The fifth case is about “My Name is MT” game. In the part of copyright, the court made a detailed analysis on the five characters in the game from the aspects of props and the physical features of the characters, and finally held that there was a big difference between costumes and weapons, and there was no substantial difference in facial features. In the part of unfair competition, the court supported the names of the five characters constitute the unique names of famous service.
In the sixth case, in addition to claiming copyright and unfair competition, the plaintiff also claimed infringement of trademark rights. The name of the game is considered to function as an indication mark in judicial practice, so the court held the claim of infringement of trademark rights.

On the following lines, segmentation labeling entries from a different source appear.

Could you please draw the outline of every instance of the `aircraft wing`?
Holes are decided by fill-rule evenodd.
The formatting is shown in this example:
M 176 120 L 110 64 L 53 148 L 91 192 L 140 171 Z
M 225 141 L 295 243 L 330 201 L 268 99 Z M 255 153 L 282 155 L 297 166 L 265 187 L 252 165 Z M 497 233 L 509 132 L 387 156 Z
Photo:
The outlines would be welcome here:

A rough summary of the above-mentioned cases：
1)From the perspective of copyright protection of fictional characters, the three standards established by U.S. jurisprudence can also become relatively specific and operable standards for evaluating originality in Chinese judicial practice.
2)The character and elements that are difficult to achieve the high degree of originality may seek the protection under the Anti-Unfair Competition Law.
3)The commercialization right of the fictional characters is still difficult to be supported in judicial practice due to lack of legal basis.
4)Virtual characters and elements can seek the protection under Trademark Law in order to facilitate the acquirement of rights, enforcements, and resolving conflicts of rights.
5)The protection of Patent Law may be sought if the characters are eligible to meet the corresponding requirements, of which the protection boundary is clear and definite.